The return of Partygate to popular consciousness comes at a bad time for the Tories - what with the price of a loaf of bread and a gallon of petrol soaring and, most pertinently, local elections coming up on May 5. The fact that the new wave of scandal has taken in both the PM and his most serious rival, however, makes things a little less predictable.

In the short term, both men are safe. We have discussed Johnson’s prospects above. In principle, Sunak would be easier to offload - he is, after all, not the prime minister; he has had a torrid spring already; and so on. Yet could Boris’s people really sell it to the rest of the Tories, when they are so obviously embroiled in the same scandal?

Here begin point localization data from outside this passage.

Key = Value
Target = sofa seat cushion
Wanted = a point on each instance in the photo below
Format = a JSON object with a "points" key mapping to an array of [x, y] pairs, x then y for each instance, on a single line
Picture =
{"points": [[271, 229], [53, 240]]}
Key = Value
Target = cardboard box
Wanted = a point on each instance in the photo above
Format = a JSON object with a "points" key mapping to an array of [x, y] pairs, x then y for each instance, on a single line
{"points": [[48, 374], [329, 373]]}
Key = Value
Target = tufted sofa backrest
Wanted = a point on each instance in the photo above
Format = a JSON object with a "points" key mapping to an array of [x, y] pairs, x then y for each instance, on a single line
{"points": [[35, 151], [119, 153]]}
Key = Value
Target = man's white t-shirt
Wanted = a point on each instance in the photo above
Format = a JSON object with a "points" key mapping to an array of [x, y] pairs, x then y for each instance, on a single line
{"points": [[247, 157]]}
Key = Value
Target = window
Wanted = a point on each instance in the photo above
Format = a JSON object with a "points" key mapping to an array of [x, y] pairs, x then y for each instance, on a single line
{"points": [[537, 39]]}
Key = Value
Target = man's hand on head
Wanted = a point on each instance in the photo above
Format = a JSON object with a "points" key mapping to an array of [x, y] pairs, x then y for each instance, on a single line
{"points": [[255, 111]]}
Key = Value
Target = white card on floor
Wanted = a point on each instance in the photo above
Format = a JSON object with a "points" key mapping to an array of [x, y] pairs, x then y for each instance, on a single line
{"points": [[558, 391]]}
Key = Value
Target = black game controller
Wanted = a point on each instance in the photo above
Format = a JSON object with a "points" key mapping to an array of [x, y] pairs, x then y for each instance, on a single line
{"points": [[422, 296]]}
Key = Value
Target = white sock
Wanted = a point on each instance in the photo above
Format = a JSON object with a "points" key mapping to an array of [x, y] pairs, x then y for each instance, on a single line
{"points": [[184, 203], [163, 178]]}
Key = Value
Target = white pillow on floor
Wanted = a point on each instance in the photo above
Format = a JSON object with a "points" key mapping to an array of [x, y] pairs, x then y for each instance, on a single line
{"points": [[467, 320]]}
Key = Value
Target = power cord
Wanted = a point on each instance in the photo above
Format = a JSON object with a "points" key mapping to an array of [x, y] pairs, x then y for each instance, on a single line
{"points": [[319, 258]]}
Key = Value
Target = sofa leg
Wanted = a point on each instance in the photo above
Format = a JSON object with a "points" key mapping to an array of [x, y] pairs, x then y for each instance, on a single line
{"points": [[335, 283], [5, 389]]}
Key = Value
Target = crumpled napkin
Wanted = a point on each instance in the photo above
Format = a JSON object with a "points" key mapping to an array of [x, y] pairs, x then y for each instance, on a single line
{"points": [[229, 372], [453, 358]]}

But, longer term, there is the prospect of greater instability. Johnson cannot hide under Vladimir Putin’s skirts forever; as the Ukraine war takes its course, either to a ceasefire of some sort or a protracted guerrilla struggle and counterinsurgency, or some other awful outcome, it will become impossible to defer domestic politics any longer. A truly bad outing on May 5, above and beyond the usual chastening received by governing parties in mid-term polls, may be enough to cause a crisis of leadership that could threaten Johnson for real.

In any case, this all ought to put paid to talk of ‘levelling up’ for good. It is, as always, hard to tell how much Johnson believed his own sales pitch, but the MPs returned from deindustrialised ‘red wall’ seats certainly did. On the other hand, Sunak - a repellent City Thatcherite of the old school - certainly did not. Somehow, the promise of ‘Red Toryism’ always remains unfulfilled - from Ruskin, through Chamberlain, to Phillip Blond and Nick Timothy; somehow, the likes of Sunak find a way to ensure their fathers-in-law make out just fine, and the rest of us get battered by the forces of the world economy.

What we meet in the end is the central lie of Tory (and even ‘leftwing’) Brexitism - that the reason Britain is industrially emasculated lies across the channel. In truth, as Mike Macnair has argued over the years, there is a natural lifecycle to imperial hegemony, which ends with the total domination of finance capital.

Whether or not Sunak survives, he - and the others who see the post-Brexit ‘sunlit uplands’ as a matter of completing Thatcher’s revolution and turning Britain into an unassailable offshore financial centre, with tax rates comparable to the Virgin Islands - are riding the wave of British history. Diverting it from its present course poses the question of international political coordination.